3
votes

Please just help me clarify this.

  • When processing events from an Azure Event Hub, and creating a EventProcessorHost using a ConsumerGroupName X. If I do this on multiple processes (not threads), and I create multiple EventProcessorHost all with ConsumerGroupName X. Will they then read from the same partition and thus get the same event multiple times (in a racing condition situation)?
  • When processing events using a ConsumerGroupName X and another ConsumerGroupName Y, do both ConsumerGroups get all the events or will they each only get events from a certain partition?
  • When processing events in the ProcessEventsAsync of an IEventProcessor. What does await context.CheckpointAsync(); actually do? Does it set the Checkpoint only for the ConsumerGroup or is that a global setting for the EventHub so that those events will never be looked at again. Is the context here a leased partition?

EDIT: OK so I've made some progress (correct me if I'm wrong):

  1. Each Consumer will get all the messages.
  2. Leases are assigned an EventProcessorHost so it needs a unique name, so the consumer group name is not really relevant here.
  3. Still not 100% certain on context.CheckpointAsync, but I believe it is just for the ConsumerGroup?
1
This may be partly duplicated in stackoverflow.com/questions/27789320/…Daniel van Heerden

1 Answers

3
votes

Yep, if you give multiple EventProcessorHosts the same Consumer Group name then they will coordinate (assuming you've given them different unique identifiers) using blob leases, so only one will work on a partition at a time. Typically you would have multiple processes on multiple machines so as to parallelize the work. Partitions can and will move between machines as the processes restart (there's a delay).

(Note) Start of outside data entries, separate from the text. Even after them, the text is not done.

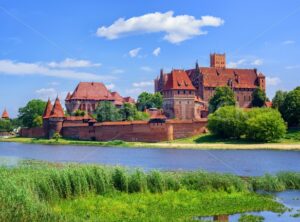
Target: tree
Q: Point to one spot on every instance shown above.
(5, 125)
(38, 121)
(32, 110)
(224, 96)
(259, 98)
(227, 122)
(107, 111)
(265, 125)
(291, 108)
(278, 99)
(148, 100)
(130, 112)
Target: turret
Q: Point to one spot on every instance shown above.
(56, 119)
(5, 115)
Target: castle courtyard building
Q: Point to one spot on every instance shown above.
(204, 81)
(87, 96)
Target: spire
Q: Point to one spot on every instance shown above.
(68, 96)
(57, 110)
(47, 110)
(5, 114)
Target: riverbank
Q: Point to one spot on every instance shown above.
(36, 191)
(206, 141)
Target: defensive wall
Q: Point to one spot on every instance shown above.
(142, 131)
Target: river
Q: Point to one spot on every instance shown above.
(240, 162)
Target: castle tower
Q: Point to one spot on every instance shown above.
(261, 81)
(179, 96)
(5, 115)
(218, 60)
(56, 118)
(46, 116)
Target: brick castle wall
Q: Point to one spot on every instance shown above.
(141, 131)
(32, 132)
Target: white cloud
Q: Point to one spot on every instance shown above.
(118, 71)
(110, 86)
(156, 51)
(73, 63)
(146, 69)
(293, 67)
(54, 83)
(257, 62)
(50, 93)
(236, 64)
(143, 84)
(10, 67)
(288, 42)
(176, 28)
(272, 81)
(134, 52)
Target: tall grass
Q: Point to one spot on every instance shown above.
(26, 191)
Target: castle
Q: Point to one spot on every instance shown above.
(187, 92)
(87, 96)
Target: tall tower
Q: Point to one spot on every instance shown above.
(218, 60)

If you use different consumer group names X and Y, then processors on X will only coordinate with processors on X, and processors on Y will coordinate only with those on Y. You can use the same name on two different processors if each is in a different consumer group. That is you can have EventProcessorHost "one" in X and another EventProcessorHost "two" in Y and they shouldn't interfere.

When checkpointing progress it is indeed just for within that ConsumerGroup. As I mentioned here I believe the offset is being tracked inside the blob used for the leases for coordination. As such each ConsumerGroup can checkpoint without knowing anything about the other (but probably shouldn't checkpoint with every message).